Neben dem einzigartigen Aufzugsprinzip besticht die aktuelle Atmos Marqueterie im Besonderen durch die handwerkliche Kunstfertigkeit ihres Gehäuses. Über 1.200 filigran ausgesägte Intarsien aus verschiedenen Holzsorten fügen sich zu einer aufwändigen Reproduktion von Gustav Klimts Der Kuss aus dem Jahre 1908 zusammen. Per Tastendruck öffnet sich das Gehäuse und gibt die Uhr, die eine Monats- und Mondphasenanzeige besitzt, frei. Letztere ist mit Brillanten verziert. Die Atmos Marqueterie ist auf zehn Modelle limitiert und kostet 95.000 Euro.
Wer bei so viel Exklusivität glaubt, dass Großuhren nur im High-End-Bereich zuhause wären, irrt. Seiko stellt beispielsweise mit der QHG038G eine Tischuhr mit Skelett-Werk und kleiner Sekunde vor. Das quarzgesteuerte Modell hat eine Dimension von 17 mal 14 mal 14 Zentimetern und kostet 449 Euro.

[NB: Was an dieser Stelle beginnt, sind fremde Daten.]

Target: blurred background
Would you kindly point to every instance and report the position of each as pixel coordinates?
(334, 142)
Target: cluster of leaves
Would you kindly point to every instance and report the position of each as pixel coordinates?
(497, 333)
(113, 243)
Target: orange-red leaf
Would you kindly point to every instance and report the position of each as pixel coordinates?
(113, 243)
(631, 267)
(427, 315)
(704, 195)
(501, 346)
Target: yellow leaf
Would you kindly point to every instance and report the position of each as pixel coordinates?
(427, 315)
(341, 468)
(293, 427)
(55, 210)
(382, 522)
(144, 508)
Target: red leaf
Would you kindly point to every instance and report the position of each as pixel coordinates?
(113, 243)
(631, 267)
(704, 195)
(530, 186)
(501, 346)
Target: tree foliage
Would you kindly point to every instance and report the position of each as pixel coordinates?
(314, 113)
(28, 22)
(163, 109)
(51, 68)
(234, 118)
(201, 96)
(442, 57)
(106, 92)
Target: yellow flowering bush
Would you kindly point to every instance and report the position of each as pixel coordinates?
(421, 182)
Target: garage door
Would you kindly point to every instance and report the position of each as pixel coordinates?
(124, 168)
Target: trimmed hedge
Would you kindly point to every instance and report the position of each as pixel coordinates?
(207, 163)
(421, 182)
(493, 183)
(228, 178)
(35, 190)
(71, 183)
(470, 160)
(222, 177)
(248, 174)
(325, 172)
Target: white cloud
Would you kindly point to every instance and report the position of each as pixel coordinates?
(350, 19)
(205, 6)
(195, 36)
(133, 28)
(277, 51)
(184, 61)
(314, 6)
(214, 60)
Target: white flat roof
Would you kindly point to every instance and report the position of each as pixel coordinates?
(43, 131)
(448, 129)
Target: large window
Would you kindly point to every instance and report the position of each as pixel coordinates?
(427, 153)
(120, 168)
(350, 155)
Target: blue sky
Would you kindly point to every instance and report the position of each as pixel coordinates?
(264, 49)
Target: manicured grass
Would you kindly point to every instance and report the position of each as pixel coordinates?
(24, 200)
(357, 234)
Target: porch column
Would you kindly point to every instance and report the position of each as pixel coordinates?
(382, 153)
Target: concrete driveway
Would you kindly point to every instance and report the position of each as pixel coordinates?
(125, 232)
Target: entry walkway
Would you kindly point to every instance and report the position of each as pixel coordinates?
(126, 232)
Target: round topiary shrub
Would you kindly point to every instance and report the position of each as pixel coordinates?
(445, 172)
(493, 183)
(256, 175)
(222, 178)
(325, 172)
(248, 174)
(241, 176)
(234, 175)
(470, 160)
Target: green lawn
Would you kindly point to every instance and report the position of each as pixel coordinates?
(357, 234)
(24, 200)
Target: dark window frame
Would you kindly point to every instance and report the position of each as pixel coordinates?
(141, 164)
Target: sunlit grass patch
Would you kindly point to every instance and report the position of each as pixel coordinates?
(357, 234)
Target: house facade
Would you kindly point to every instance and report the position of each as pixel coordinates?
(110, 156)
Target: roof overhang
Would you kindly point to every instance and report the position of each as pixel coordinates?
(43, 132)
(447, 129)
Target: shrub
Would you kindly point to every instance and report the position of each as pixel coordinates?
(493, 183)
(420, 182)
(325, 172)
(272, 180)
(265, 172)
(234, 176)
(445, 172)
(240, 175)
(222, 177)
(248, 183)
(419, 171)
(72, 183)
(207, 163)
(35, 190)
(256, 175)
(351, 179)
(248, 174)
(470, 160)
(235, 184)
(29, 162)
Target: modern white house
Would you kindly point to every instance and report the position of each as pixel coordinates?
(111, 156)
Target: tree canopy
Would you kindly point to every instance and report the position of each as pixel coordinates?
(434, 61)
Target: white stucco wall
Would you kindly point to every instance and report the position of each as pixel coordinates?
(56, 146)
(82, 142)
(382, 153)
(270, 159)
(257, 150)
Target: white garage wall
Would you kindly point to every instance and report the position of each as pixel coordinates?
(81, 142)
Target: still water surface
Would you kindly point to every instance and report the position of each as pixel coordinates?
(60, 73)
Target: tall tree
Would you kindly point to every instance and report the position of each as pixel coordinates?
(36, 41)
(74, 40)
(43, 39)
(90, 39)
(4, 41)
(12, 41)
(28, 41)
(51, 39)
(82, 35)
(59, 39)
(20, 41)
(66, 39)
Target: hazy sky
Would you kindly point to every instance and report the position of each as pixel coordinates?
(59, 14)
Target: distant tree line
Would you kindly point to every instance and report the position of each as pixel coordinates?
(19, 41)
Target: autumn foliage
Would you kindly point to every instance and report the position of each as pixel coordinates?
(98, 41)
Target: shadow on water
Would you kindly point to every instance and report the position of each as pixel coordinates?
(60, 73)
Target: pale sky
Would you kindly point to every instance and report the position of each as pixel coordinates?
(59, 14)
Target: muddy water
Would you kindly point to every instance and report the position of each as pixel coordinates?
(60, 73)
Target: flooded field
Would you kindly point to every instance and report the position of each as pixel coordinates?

Bei Fans puristischer Zeitmesser außerordentlich beliebt sind die Armbanduhren von max bill by Junghans. Zu diesen inspiriert eine historische Wanduhr, die der Architekt, Maler, Bildhauer und Produktdesigner während seiner Zeit als Dozent an der Hochschule für Gestaltung Ulm gemeinsam mit seinen Studenten entworfen hat. Die logische Zifferblattgestaltung der kreisrunden Küchenuhr aus dem Jahr 1956 hat sie als Max-Bill-Wanduhr in die Designgeschichte eingehen lassen. Ihre klare und harmonisch proportionierte Gestaltung fließt nicht nur in die aktuelle Armbanduhrenkollektion ein, sondern dient aktuell auch einer Reihe von Tischuhren als Vorlage. Ihre Holzgehäuse messen 16,4 auf 17,4 Zentimeter und bergen Funkuhrwerke. Sie kosten zwischen 445 und 495 Euro.